2026年度調剤報酬改定は、個別改定項目案(短冊)において、かかりつけ薬剤師指導料関連で大幅な組み替えが行われる見通しとなった。16年度に導入されたかかりつけ薬剤師指導料・包括管理料だが、算定している薬局の割合が低いことに加え、算定薬局の中でも業務ノルマを課す店舗が存在するなど、評価方法や算定のあり方が問題視されてきた。導入から10年を迎えるに当たり、調剤報酬における評価のあり方が大きく見直される。
26年度改定は、薬局の立地状況や都市部と医療過疎地の地域差など、様々な観点から評価体系を見直す方向性にあるが、厚生労働省は、かかりつけ薬剤師指導料について「これまでの流れを変える改定」としている。現行制度では、「3年以上の保険薬局勤務経験」「週32時間以上の勤務」「当該薬局に継続して1年以上在籍」といった条件を満たし、研修認定を取得したかかりつけ薬剤師が同意書に署名した患者に対して保険医と連携し、服薬状況を一元的・継続的に把握した上で服薬指導等を行った場合、処方箋1回につき76点を算定できる仕組みとなっていた。
これまでの改定でも算定要件は見直されてきたが、26年度改定ではゼロベースで整理する。24年度改定では「夜間・休日などやむを得ない場合は薬局単位での対応を可能とする」「服薬管理指導料において、かかりつけ薬剤師以外が対応する場合の人数要件を1人から複数人へ緩和する」などの見直しが行われたものの、算定薬局の割合は依然として低調だった。
また、薬局における算定方法も問題視されている。昨年11月の中央社会保険医療協議会では、算定回数のノルマ化や薬剤師による定型的な同意取得の打診が行われており、患者が自発的にかかりつけ薬剤師を選択する構造になっていない実態が指摘された。
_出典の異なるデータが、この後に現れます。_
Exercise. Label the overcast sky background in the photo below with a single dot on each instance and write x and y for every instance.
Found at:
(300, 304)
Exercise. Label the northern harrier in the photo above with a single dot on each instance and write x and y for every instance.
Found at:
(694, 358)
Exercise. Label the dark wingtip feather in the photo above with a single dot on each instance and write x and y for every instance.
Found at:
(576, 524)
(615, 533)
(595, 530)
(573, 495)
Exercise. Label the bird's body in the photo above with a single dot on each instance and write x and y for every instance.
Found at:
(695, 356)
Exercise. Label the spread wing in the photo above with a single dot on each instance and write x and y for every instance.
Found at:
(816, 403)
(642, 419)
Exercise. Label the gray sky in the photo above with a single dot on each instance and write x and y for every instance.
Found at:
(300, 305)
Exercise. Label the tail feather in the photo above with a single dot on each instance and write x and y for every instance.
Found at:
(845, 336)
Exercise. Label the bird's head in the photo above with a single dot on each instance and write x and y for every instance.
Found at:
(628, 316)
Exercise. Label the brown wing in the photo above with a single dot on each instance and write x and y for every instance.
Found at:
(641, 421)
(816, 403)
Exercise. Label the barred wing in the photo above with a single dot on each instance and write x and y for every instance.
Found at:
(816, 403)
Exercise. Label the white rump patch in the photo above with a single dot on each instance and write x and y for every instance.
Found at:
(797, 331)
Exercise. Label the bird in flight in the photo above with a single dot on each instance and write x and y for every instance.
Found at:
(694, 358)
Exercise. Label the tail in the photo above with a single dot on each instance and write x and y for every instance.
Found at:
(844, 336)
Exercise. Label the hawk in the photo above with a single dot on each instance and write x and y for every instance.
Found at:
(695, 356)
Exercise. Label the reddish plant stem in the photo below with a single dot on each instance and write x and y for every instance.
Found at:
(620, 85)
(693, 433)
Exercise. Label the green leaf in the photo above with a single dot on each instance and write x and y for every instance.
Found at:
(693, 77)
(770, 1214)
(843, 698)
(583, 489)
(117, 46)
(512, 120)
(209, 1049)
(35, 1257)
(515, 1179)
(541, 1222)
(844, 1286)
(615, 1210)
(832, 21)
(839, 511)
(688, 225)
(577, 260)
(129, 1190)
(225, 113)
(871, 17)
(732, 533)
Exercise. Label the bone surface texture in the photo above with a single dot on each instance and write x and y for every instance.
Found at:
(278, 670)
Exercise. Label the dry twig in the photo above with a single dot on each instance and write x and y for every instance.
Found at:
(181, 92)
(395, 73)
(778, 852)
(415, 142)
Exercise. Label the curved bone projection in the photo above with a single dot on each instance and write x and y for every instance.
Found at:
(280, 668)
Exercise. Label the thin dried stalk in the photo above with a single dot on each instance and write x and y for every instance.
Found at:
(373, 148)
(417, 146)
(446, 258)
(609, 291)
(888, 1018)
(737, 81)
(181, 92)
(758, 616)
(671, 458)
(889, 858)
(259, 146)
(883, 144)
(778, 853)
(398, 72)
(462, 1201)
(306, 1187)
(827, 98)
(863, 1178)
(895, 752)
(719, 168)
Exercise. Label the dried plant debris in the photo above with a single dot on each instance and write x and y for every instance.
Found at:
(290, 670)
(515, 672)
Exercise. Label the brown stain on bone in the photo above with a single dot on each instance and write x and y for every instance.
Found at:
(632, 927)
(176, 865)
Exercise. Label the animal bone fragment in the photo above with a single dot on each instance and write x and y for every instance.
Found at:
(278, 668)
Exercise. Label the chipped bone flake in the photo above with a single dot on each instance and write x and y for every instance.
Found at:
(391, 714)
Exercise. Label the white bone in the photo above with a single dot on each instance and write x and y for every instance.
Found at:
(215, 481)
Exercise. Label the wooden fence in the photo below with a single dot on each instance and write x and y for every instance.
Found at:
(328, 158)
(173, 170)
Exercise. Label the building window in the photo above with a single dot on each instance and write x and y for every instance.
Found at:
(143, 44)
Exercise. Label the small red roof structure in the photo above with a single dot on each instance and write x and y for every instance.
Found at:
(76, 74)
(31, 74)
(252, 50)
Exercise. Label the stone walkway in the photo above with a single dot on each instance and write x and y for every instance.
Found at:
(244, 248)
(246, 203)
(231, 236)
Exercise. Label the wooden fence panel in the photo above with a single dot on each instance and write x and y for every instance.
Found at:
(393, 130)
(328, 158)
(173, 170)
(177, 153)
支払側委員からは「かかりつけ薬剤師指導料・かかりつけ薬剤師包括管理料を廃止し、かかりつけ薬剤師として実際に実施した業務内容を評価すべき」との意見も出た。さらに、患者団体からも、「かかりつけ薬剤師指導料は失敗」との厳しい声もあり、評価の是非が問われていた。
かかりつけ薬剤師指導料は、地域支援体制加算や在宅薬学総合体制加算などでも算定が実績要件となっているため、大幅な組み替えが行われれば、かかりつけ薬剤師指導料の算定薬局には大きな影響が及ぶ可能性が高い。
調剤基本料については、医療機関の同一敷地内薬局、医療モール内薬局、都市部の医療機関門前に集中する小規模薬局などは適正化の対象となる一方、医療機関数が少ない過疎地域の薬局に対しては一定の配慮が行われる。
一方、26年度改定では、26年度と27年度の2年間を対象に、調剤基本料などの点数を変動させる方式が採用される。インフレ環境下でも機動的に対応できるようにするもので、本来は2年に1度の調剤報酬改定であるものの、実質的には“毎年改定”に近い運用となる。